Leslie Ciborowski
President Of TrainSmart, Inc.
To fully appreciate the role that a storyboard plays in creating an eLearning module, you just have to think back to the last time you attempted to put together a piece of furniture from IKEA. As you opened the box, there’s a good chance that you held your breath, hoping beyond hope that the hundreds of furniture parts that lay before you were the right ones.
Based on the instructions you sorted the nuts, bolts and screws and the various odd-shaped building material parts. Sometimes wondering if you were matching the pieces correctly. Misidentifying one nut or bolt could create hours of extra work.

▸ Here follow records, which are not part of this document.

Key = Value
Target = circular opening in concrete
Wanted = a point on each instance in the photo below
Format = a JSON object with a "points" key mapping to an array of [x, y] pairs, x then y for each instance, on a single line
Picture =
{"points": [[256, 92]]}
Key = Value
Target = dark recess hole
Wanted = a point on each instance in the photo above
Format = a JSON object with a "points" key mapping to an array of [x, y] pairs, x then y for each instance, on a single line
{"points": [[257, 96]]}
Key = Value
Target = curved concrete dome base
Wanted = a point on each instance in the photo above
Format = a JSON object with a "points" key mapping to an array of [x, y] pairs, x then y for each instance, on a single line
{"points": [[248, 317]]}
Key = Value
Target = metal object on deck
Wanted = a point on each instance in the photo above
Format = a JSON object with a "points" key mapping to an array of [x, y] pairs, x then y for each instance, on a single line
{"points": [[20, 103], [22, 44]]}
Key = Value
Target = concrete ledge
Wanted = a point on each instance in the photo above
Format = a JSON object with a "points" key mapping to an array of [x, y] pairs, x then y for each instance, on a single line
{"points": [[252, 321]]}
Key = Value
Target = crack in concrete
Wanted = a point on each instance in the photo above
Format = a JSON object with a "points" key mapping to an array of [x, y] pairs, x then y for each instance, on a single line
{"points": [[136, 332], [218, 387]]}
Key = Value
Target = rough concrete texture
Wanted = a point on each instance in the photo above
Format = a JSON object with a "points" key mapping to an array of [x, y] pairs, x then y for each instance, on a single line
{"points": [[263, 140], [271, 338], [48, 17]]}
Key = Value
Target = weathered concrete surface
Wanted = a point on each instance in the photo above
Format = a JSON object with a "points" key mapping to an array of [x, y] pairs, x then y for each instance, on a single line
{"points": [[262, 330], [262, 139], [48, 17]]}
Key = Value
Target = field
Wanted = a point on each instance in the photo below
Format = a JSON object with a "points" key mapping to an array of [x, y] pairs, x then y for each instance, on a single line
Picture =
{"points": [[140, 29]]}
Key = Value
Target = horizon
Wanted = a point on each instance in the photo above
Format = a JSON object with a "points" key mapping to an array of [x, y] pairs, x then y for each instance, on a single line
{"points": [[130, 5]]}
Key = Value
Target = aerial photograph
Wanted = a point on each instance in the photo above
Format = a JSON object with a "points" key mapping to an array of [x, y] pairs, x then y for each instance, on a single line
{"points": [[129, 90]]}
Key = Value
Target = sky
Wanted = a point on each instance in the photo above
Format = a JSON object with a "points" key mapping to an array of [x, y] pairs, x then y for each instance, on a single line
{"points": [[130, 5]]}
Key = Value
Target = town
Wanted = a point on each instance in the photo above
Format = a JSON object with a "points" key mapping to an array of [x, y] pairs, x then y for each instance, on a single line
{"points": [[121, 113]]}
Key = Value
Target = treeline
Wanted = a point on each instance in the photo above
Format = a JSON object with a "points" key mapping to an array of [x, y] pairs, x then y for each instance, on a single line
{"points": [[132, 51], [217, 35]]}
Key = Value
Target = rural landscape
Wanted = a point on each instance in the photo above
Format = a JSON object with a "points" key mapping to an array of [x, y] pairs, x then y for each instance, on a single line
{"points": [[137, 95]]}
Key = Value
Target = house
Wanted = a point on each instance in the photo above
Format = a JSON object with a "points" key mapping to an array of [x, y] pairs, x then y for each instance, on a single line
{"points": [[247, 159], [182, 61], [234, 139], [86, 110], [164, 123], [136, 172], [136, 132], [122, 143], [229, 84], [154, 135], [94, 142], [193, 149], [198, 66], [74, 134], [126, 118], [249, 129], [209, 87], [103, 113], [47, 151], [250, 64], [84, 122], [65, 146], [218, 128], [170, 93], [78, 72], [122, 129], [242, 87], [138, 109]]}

And so it is with a storyboard. Just as the Ikea instructions provide a blueprint for the Do-It-Yourselfer, a storyboard is a blueprint used by clients, designers, and developers.
Storyboards have been around since the 1930s when an animator at Walt Disney got the idea of creating scenes in sequence on separate pieces of paper and pinning them to a bulletin board. Today, the term is used to describe any of a variety of approaches that provides clients, designers, and developers with the necessary information to transform concepts and copy into a workable eLearning module.
For clients, the storyboard can serve as a final check to make sure that all the key information required is included in the training. Discovering an omission or error in the storyboard phase of a project can save tens of thousands of dollars.
The format of the storyboard is not as important as making sure everyone concerned can easily visualize what the finished product will look like. Regardless of the storyboard used, there are key elements that need to be included:
The Text: Either as a script for a narrator to read (called a voiceover) or captions that appear on the screen for the learner to read.
Media: Sometimes this is a drawing, clip art, or other visual elements to provide the production team with direction of what to create. Sometimes it’s a description of what kind of visual is required. The descriptions are usually quite detailed. For instance, if you want to depict a woman shopping, the instruction to the illustrator might include: her age and what kind of outfit she is wearing (a dress vs. jeans, dressed up or casual).
Navigation and interaction instructions: The storyboard needs to include how learners get from one page to another and what needs to happen if a branching scenario is used.
After the storyboard is completed and approved, it will be used by a variety of resources to create assets. Graphic Designers will look at it to create the visuals. Sometimes voice-over talent is used to create an audio track. Also, many eLearning modules contain short videos in various segments.
It’s only after all those assets are created that the storyboard goes to the team responsible for assembling it—the edevelopers. If these assets are not labeled correctly, it can sink the entire project (Think about that piece of furniture from Ikea).
That’s why naming conventions are so critical in eLearning. Mislabel a graphic or audio file and all sorts of havoc can occur. With a naming convention, it allows you to check and double check that you are sending the developer all the right pieces and that they will be incorporated exactly where they need to be.
What’s the best advice you got when you were first developing storyboards?